Sen. Coleman Young II, D-Detroit, expressed concern that the proposed rules would make it more difficult for voters to register.

"We are putting new hurdles in the way of voting registration," Young said. "We are missing an opportunity to make our voting system simpler and better. Instead, we are making it more complex and harder."

Several groups, including the League of Women Voters of Michigan, AARP Michigan and the ACLU of Michigan, oppose the legislation, claiming voter ID requirements disproportionately impede elderly, low-income, minority and younger voters.

Mark Hornbeck, associate communications director for AARP, said he expects to see decreased turnout among older voters since one in five older voters do not have a photo ID.

"They've been voting for years and, all of a sudden, they have a new hurdle they may not have even known about before Election Day," Hornbeck said.

"Michigan already meets federal standards in terms of elections," Hornbeck said. "It's a solution in search of a problem."

But Farley said the legislation is "absolutely not intended to depress turnout" and that the new identification requirements would not have a negative effect on registration.

"There is a study from the Secretary of State that shows that 96 percent of people who are eligible to vote are already registered," Farley said. "This shouldn't have an effect on voter turnout."

Senate approval of the measure coincided with a research report that found one in eight voter registrations in the United States contain significant errors.

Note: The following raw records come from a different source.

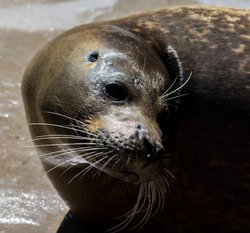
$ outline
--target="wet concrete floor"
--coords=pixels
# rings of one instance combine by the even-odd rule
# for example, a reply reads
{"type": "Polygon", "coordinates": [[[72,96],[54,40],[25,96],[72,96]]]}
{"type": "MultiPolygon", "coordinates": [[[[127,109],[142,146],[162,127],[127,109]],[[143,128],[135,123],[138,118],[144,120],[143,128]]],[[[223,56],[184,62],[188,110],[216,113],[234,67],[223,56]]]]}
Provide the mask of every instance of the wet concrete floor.
{"type": "Polygon", "coordinates": [[[248,0],[0,0],[0,233],[55,233],[67,212],[26,125],[20,85],[35,52],[79,24],[201,3],[250,8],[248,0]]]}

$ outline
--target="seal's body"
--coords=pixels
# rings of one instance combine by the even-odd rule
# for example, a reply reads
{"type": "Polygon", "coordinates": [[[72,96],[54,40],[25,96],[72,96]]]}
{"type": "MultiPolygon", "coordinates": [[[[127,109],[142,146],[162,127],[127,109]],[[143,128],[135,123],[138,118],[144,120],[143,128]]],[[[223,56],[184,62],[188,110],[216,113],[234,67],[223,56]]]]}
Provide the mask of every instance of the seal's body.
{"type": "Polygon", "coordinates": [[[172,8],[76,27],[38,53],[27,119],[83,225],[250,230],[249,31],[247,10],[172,8]]]}

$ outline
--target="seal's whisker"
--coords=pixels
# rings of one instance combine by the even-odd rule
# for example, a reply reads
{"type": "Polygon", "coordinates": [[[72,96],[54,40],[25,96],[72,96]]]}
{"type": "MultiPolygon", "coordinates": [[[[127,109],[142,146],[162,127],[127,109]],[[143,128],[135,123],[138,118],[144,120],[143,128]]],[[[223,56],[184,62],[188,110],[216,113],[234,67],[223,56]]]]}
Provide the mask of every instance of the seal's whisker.
{"type": "MultiPolygon", "coordinates": [[[[100,152],[100,153],[103,153],[103,152],[100,152]]],[[[97,154],[94,154],[94,156],[96,156],[96,155],[98,155],[98,153],[97,154]]],[[[98,155],[99,156],[99,155],[98,155]]],[[[77,156],[77,157],[79,157],[79,158],[83,158],[82,156],[77,156]]],[[[92,157],[91,157],[92,158],[92,157]]],[[[66,161],[64,161],[64,162],[62,162],[62,163],[59,163],[58,165],[56,165],[56,166],[54,166],[54,167],[52,167],[51,169],[49,169],[48,171],[46,171],[46,173],[48,174],[49,172],[51,172],[51,171],[53,171],[54,169],[56,169],[56,168],[58,168],[58,167],[61,167],[62,165],[64,165],[64,164],[67,164],[67,163],[69,163],[70,161],[73,161],[73,160],[75,160],[76,159],[76,157],[73,157],[73,158],[70,158],[70,159],[68,159],[68,160],[66,160],[66,161]]],[[[87,158],[84,158],[85,160],[86,159],[90,159],[90,157],[87,157],[87,158]]],[[[87,161],[87,160],[86,160],[87,161]]],[[[89,161],[88,161],[89,162],[89,161]]],[[[89,162],[90,163],[90,162],[89,162]]]]}
{"type": "Polygon", "coordinates": [[[146,212],[143,216],[143,218],[132,228],[137,228],[139,227],[139,229],[141,229],[148,221],[148,219],[150,218],[151,214],[152,214],[152,210],[153,210],[153,206],[155,203],[155,196],[153,195],[153,182],[149,182],[148,186],[147,186],[147,208],[146,208],[146,212]]]}
{"type": "MultiPolygon", "coordinates": [[[[48,136],[43,136],[43,137],[36,137],[35,139],[31,140],[31,142],[36,142],[36,141],[43,141],[43,140],[49,140],[49,139],[70,139],[70,140],[90,140],[88,137],[82,137],[82,136],[75,136],[75,135],[68,135],[68,136],[63,136],[63,135],[48,135],[48,136]]],[[[97,138],[91,138],[91,141],[99,141],[97,138]]]]}
{"type": "Polygon", "coordinates": [[[144,196],[144,193],[145,193],[145,184],[142,184],[140,185],[139,193],[138,193],[137,200],[136,200],[134,207],[130,211],[128,211],[127,213],[119,217],[119,218],[125,217],[125,220],[122,221],[120,224],[116,225],[115,227],[107,230],[106,232],[116,233],[116,232],[121,231],[122,229],[124,229],[125,227],[129,225],[129,223],[134,218],[135,214],[138,212],[138,207],[139,207],[142,197],[144,196]]]}
{"type": "Polygon", "coordinates": [[[50,111],[45,111],[44,113],[48,113],[48,114],[52,114],[52,115],[56,115],[56,116],[61,116],[63,118],[66,118],[66,119],[69,119],[69,120],[72,120],[74,122],[77,122],[77,123],[80,123],[80,124],[84,124],[85,126],[87,126],[87,124],[85,124],[83,121],[80,121],[78,119],[75,119],[73,117],[67,116],[67,115],[62,114],[62,113],[50,112],[50,111]]]}
{"type": "MultiPolygon", "coordinates": [[[[113,151],[110,151],[111,153],[114,153],[114,150],[113,151]]],[[[108,152],[109,153],[109,152],[108,152]]],[[[106,154],[108,154],[106,153],[106,154]]],[[[103,166],[99,169],[100,172],[103,172],[104,168],[110,163],[110,161],[112,161],[115,157],[117,157],[118,154],[115,154],[113,155],[111,158],[109,158],[104,164],[103,166]]]]}
{"type": "MultiPolygon", "coordinates": [[[[98,155],[98,156],[99,156],[99,155],[98,155]]],[[[98,156],[96,156],[96,157],[98,157],[98,156]]],[[[89,167],[87,167],[87,168],[85,168],[84,170],[82,170],[81,172],[79,172],[79,174],[78,174],[77,176],[73,177],[73,178],[69,181],[69,183],[72,182],[75,178],[77,178],[79,175],[82,174],[81,177],[80,177],[80,179],[79,179],[79,180],[81,180],[82,177],[85,176],[92,168],[96,167],[96,165],[97,165],[98,163],[100,163],[102,160],[106,159],[107,157],[108,157],[108,156],[105,156],[105,157],[103,157],[103,158],[97,160],[97,161],[94,162],[94,163],[90,163],[90,166],[89,166],[89,167]]]]}
{"type": "Polygon", "coordinates": [[[66,152],[66,151],[69,151],[69,152],[81,152],[81,151],[89,151],[89,150],[96,150],[96,149],[104,149],[104,147],[93,147],[93,146],[86,146],[86,147],[76,147],[76,148],[66,148],[66,149],[60,149],[58,151],[53,151],[53,152],[49,152],[49,153],[44,153],[44,154],[41,154],[40,157],[43,158],[43,157],[46,157],[46,156],[50,156],[50,155],[54,155],[54,154],[59,154],[61,152],[66,152]]]}
{"type": "Polygon", "coordinates": [[[30,123],[28,123],[28,125],[29,126],[50,126],[50,127],[60,128],[60,129],[68,129],[71,131],[76,131],[76,132],[83,133],[83,134],[89,134],[89,135],[96,137],[96,134],[94,134],[94,133],[84,131],[82,128],[76,129],[75,127],[72,127],[72,126],[63,126],[63,125],[57,125],[57,124],[52,124],[52,123],[43,123],[43,122],[30,122],[30,123]]]}
{"type": "Polygon", "coordinates": [[[167,97],[166,97],[166,99],[164,99],[163,101],[169,101],[169,100],[181,98],[181,97],[184,97],[184,96],[187,96],[187,95],[188,95],[188,93],[181,94],[181,95],[177,95],[177,96],[173,96],[173,97],[170,97],[170,98],[167,98],[167,97]]]}
{"type": "MultiPolygon", "coordinates": [[[[95,158],[98,158],[100,155],[104,154],[103,152],[99,152],[99,153],[94,153],[94,152],[91,152],[91,155],[88,156],[87,158],[85,159],[95,159],[95,158]]],[[[99,163],[100,161],[102,161],[103,159],[105,159],[106,157],[103,157],[102,159],[94,162],[94,163],[91,163],[89,162],[89,165],[83,169],[82,171],[80,171],[77,175],[75,175],[72,179],[69,180],[68,184],[70,184],[75,178],[77,178],[78,176],[80,176],[82,174],[82,176],[80,177],[80,179],[89,172],[89,170],[91,170],[92,168],[94,168],[95,164],[99,163]]]]}
{"type": "Polygon", "coordinates": [[[186,81],[185,81],[181,86],[179,86],[179,87],[176,88],[175,90],[173,90],[173,91],[167,93],[166,96],[172,95],[172,94],[174,94],[175,92],[177,92],[177,91],[179,91],[180,89],[182,89],[182,88],[189,82],[189,80],[191,79],[191,77],[192,77],[192,71],[190,72],[190,74],[189,74],[188,78],[186,79],[186,81]]]}
{"type": "Polygon", "coordinates": [[[175,85],[176,81],[178,80],[178,76],[175,77],[174,81],[172,84],[169,86],[169,88],[161,95],[162,99],[165,99],[165,97],[168,96],[168,92],[171,90],[171,88],[175,85]]]}
{"type": "MultiPolygon", "coordinates": [[[[90,145],[96,145],[96,143],[91,142],[77,142],[77,143],[54,143],[54,144],[42,144],[42,145],[34,145],[33,147],[40,148],[40,147],[53,147],[53,146],[75,146],[75,145],[81,145],[81,146],[90,146],[90,145]]],[[[32,146],[24,146],[24,147],[32,147],[32,146]]]]}

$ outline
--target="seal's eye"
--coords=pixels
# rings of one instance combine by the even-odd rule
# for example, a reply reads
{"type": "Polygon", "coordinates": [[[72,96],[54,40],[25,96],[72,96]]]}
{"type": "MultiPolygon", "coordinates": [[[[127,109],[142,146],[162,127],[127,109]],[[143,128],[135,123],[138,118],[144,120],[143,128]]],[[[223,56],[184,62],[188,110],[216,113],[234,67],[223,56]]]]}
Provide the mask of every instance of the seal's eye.
{"type": "Polygon", "coordinates": [[[121,83],[109,83],[104,86],[104,94],[114,101],[124,101],[128,97],[128,90],[121,83]]]}
{"type": "Polygon", "coordinates": [[[91,54],[89,54],[88,61],[90,62],[96,62],[98,60],[99,53],[94,51],[91,54]]]}

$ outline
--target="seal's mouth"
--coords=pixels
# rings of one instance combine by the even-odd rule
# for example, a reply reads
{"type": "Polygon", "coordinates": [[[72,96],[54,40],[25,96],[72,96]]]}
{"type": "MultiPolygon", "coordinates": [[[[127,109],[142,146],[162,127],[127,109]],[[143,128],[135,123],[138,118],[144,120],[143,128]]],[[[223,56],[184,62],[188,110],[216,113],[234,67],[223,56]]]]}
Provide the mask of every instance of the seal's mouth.
{"type": "Polygon", "coordinates": [[[161,172],[164,151],[146,138],[142,141],[102,130],[82,133],[80,127],[82,129],[82,125],[74,125],[82,151],[86,151],[81,156],[99,171],[133,184],[150,182],[161,172]]]}

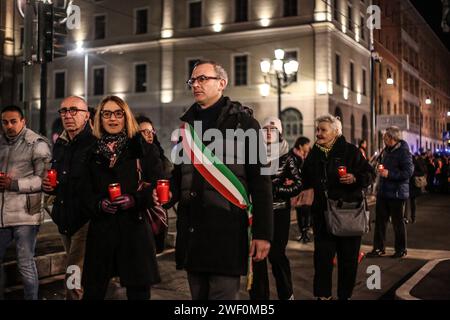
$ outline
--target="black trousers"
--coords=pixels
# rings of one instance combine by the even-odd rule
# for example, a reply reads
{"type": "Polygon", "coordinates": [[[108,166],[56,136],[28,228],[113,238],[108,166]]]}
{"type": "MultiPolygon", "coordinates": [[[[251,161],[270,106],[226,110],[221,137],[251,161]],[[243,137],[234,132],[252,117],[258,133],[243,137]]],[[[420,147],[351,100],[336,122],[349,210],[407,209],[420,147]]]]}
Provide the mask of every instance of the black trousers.
{"type": "Polygon", "coordinates": [[[300,233],[311,226],[311,206],[295,208],[297,211],[297,223],[300,233]]]}
{"type": "Polygon", "coordinates": [[[188,272],[192,300],[238,300],[239,276],[188,272]]]}
{"type": "Polygon", "coordinates": [[[333,259],[337,254],[338,298],[350,299],[360,246],[361,237],[336,237],[324,230],[314,235],[314,296],[332,296],[333,259]]]}
{"type": "Polygon", "coordinates": [[[395,235],[395,252],[406,250],[406,227],[403,219],[405,200],[377,198],[373,248],[384,250],[389,217],[395,235]]]}
{"type": "MultiPolygon", "coordinates": [[[[101,277],[96,283],[86,283],[83,300],[104,300],[110,278],[101,277]]],[[[126,286],[128,300],[150,300],[150,286],[126,286]]]]}
{"type": "MultiPolygon", "coordinates": [[[[286,246],[289,240],[291,210],[274,210],[273,241],[269,251],[269,262],[275,277],[278,299],[288,300],[293,294],[292,276],[286,246]]],[[[249,292],[251,300],[269,300],[269,276],[266,259],[253,264],[253,287],[249,292]]]]}

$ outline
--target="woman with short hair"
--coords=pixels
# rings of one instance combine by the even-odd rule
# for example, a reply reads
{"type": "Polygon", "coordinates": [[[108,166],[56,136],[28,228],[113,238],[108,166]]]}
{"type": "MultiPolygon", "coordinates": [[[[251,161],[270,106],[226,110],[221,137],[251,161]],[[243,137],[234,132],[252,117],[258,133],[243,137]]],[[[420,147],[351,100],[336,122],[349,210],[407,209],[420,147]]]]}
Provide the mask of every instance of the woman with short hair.
{"type": "Polygon", "coordinates": [[[374,177],[372,167],[356,146],[342,135],[341,121],[325,115],[316,119],[316,142],[303,166],[305,190],[314,190],[311,212],[314,230],[314,295],[332,298],[333,258],[338,261],[338,298],[349,299],[358,269],[361,236],[338,237],[328,231],[324,212],[328,197],[345,202],[363,201],[362,190],[374,177]],[[340,176],[338,167],[347,173],[340,176]]]}
{"type": "Polygon", "coordinates": [[[138,124],[127,103],[104,98],[95,114],[97,144],[87,160],[83,207],[91,218],[83,272],[84,299],[104,299],[109,280],[120,277],[130,300],[148,300],[160,281],[146,208],[161,174],[156,147],[143,148],[138,124]],[[142,177],[142,180],[140,179],[142,177]],[[140,188],[141,181],[150,184],[140,188]],[[111,199],[109,186],[120,184],[111,199]]]}

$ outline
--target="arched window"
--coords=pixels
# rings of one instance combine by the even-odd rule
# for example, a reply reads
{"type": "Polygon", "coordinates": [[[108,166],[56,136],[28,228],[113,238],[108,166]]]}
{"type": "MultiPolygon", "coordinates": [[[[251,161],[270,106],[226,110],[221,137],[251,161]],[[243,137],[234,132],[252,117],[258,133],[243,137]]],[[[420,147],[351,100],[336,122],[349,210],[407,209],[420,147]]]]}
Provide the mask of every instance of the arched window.
{"type": "Polygon", "coordinates": [[[295,140],[303,135],[303,115],[295,108],[287,108],[281,113],[281,123],[283,124],[283,136],[290,146],[295,140]]]}
{"type": "Polygon", "coordinates": [[[355,116],[352,114],[350,118],[350,140],[353,144],[356,144],[355,138],[355,116]]]}
{"type": "Polygon", "coordinates": [[[361,120],[361,127],[362,127],[362,138],[363,140],[368,141],[369,140],[369,122],[367,121],[366,115],[363,115],[363,118],[361,120]]]}

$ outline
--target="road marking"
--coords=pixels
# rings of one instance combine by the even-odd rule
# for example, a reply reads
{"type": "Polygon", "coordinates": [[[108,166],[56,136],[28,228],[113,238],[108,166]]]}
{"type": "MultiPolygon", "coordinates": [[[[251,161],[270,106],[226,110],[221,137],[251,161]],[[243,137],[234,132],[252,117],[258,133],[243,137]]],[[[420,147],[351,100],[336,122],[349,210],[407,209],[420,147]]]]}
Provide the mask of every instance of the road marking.
{"type": "MultiPolygon", "coordinates": [[[[288,249],[299,250],[299,251],[307,251],[314,252],[314,244],[313,242],[304,244],[295,240],[289,240],[288,249]]],[[[361,250],[364,252],[372,251],[372,246],[362,245],[361,250]]],[[[395,249],[392,247],[387,247],[386,252],[395,252],[395,249]]],[[[430,250],[430,249],[410,249],[408,248],[408,255],[403,259],[417,259],[417,260],[436,260],[436,259],[446,259],[450,258],[449,250],[430,250]]]]}
{"type": "Polygon", "coordinates": [[[436,265],[442,261],[449,259],[437,259],[428,262],[419,271],[417,271],[408,281],[406,281],[400,288],[395,292],[396,298],[400,300],[422,300],[413,295],[411,295],[412,289],[425,278],[431,270],[436,267],[436,265]]]}

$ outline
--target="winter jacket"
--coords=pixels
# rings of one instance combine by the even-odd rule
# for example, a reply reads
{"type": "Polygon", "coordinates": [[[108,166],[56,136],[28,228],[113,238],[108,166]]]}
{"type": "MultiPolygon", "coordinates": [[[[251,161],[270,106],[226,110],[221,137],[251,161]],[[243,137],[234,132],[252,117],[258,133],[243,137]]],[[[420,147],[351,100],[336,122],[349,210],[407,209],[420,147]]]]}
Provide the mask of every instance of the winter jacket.
{"type": "Polygon", "coordinates": [[[400,140],[395,146],[383,150],[380,163],[388,170],[388,177],[380,177],[377,197],[383,199],[409,198],[409,180],[414,172],[412,154],[408,144],[400,140]]]}
{"type": "MultiPolygon", "coordinates": [[[[123,286],[144,286],[160,281],[154,237],[146,208],[151,207],[152,190],[162,174],[158,150],[152,145],[144,149],[141,135],[128,140],[114,167],[97,150],[88,154],[83,173],[82,208],[90,217],[86,242],[83,283],[96,284],[98,278],[120,277],[123,286]],[[151,183],[138,190],[137,159],[142,179],[151,183]],[[101,210],[102,199],[109,199],[108,186],[120,183],[121,193],[129,194],[135,205],[115,214],[101,210]]],[[[89,286],[92,287],[92,286],[89,286]]]]}
{"type": "MultiPolygon", "coordinates": [[[[198,119],[196,108],[196,104],[191,106],[181,120],[193,125],[198,119]]],[[[205,124],[206,128],[217,128],[224,137],[226,129],[260,130],[251,110],[239,102],[230,101],[228,97],[222,97],[207,110],[210,117],[203,117],[202,124],[205,124]]],[[[204,143],[208,145],[207,141],[204,143]]],[[[236,139],[233,144],[236,145],[236,139]]],[[[249,164],[249,143],[245,142],[243,145],[246,153],[245,164],[234,158],[233,163],[226,161],[226,166],[236,175],[251,197],[253,239],[271,241],[273,214],[270,176],[261,175],[262,165],[259,161],[249,164]]],[[[222,159],[228,160],[231,156],[227,155],[226,151],[222,159]]],[[[180,152],[183,153],[182,150],[180,152]]],[[[236,153],[233,156],[237,157],[236,153]]],[[[174,195],[173,202],[178,201],[177,268],[190,272],[245,275],[249,251],[246,211],[226,200],[189,163],[175,165],[171,191],[174,195]]]]}
{"type": "Polygon", "coordinates": [[[0,193],[0,227],[39,225],[42,220],[42,177],[51,159],[48,141],[24,128],[13,139],[0,136],[0,171],[11,189],[0,193]]]}
{"type": "Polygon", "coordinates": [[[337,138],[328,157],[317,145],[314,145],[305,160],[302,171],[305,190],[314,189],[314,201],[311,207],[314,234],[328,233],[324,216],[327,208],[325,185],[330,199],[360,202],[363,199],[362,190],[372,183],[374,176],[373,168],[361,151],[353,144],[348,143],[344,136],[337,138]],[[353,174],[356,182],[353,184],[340,183],[339,166],[347,167],[347,173],[353,174]]]}
{"type": "Polygon", "coordinates": [[[299,160],[292,150],[281,156],[279,170],[276,175],[272,176],[274,209],[289,209],[291,207],[290,199],[300,193],[302,182],[298,162],[299,160]],[[293,184],[285,185],[286,179],[292,180],[293,184]]]}
{"type": "Polygon", "coordinates": [[[80,194],[84,187],[81,179],[87,152],[96,140],[90,126],[86,125],[73,140],[63,132],[53,147],[52,168],[57,171],[58,186],[53,192],[56,198],[51,217],[61,234],[71,236],[88,221],[80,207],[80,194]]]}

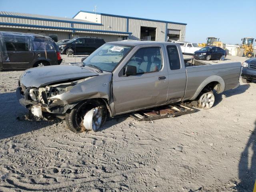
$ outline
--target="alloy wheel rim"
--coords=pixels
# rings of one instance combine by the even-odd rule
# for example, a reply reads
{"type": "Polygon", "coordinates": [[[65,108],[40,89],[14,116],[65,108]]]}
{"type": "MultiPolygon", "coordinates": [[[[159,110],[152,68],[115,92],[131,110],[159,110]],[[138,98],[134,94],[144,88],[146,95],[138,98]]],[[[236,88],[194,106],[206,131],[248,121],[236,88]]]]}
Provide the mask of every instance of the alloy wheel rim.
{"type": "Polygon", "coordinates": [[[208,109],[212,106],[214,100],[214,96],[212,93],[206,93],[201,97],[200,103],[202,108],[208,109]]]}

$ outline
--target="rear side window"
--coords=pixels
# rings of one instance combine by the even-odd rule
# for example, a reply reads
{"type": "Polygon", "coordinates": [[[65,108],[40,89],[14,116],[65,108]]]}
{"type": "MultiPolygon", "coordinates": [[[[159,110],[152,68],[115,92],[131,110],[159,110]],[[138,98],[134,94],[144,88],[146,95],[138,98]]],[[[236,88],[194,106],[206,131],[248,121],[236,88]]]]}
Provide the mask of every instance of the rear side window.
{"type": "Polygon", "coordinates": [[[85,39],[85,40],[86,44],[91,44],[95,42],[94,39],[85,39]]]}
{"type": "Polygon", "coordinates": [[[54,51],[53,45],[47,39],[35,38],[33,42],[34,50],[35,51],[54,51]]]}
{"type": "Polygon", "coordinates": [[[180,68],[180,55],[178,48],[175,45],[169,45],[166,47],[169,58],[170,68],[172,70],[180,68]]]}
{"type": "Polygon", "coordinates": [[[4,38],[7,51],[29,51],[29,37],[6,35],[4,38]]]}

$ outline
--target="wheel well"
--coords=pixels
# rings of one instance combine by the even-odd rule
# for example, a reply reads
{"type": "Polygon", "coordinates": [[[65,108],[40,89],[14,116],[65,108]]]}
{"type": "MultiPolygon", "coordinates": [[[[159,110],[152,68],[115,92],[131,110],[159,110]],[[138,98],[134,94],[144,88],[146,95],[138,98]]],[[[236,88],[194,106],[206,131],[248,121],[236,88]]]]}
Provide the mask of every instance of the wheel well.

According to the Pew Center on the States, 24 million voter registrations contain errors, including 1.8 million dead people still registered and 2.7 million citizens registered in multiple states.

Part of the Senate package deals with the issue of erroneous registrations by allowing the Secretary of State to create an "inactive voter file." Voters determined to have moved out of the state or who haven't voted in six consecutive years would be considered inactive and their absentee ballot could be challenged.

"If someone leaves the state and goes to Florida, they're often automatically registered to vote," Farley said. "What this legislation does is make sure if someone moves to another state, the Secretary of State would be notified and could take them off the list.

"This gives us a chance to make sure voting rolls are clean," Farley said.

The legislation would also place new limitations on groups that register voters, requiring anyone who signs up multiple voters to apply to the state and undergo training.

Critics argue that provision would impose an unnecessary burden on registration efforts.

"We've been registering voters for 90 years," said League of Women Voters President Sue Smith. "We've got volunteers all over the state, so it would be difficult, in terms of time and distance, to send them for training."

The legislation is pending in the Republican-controlled House.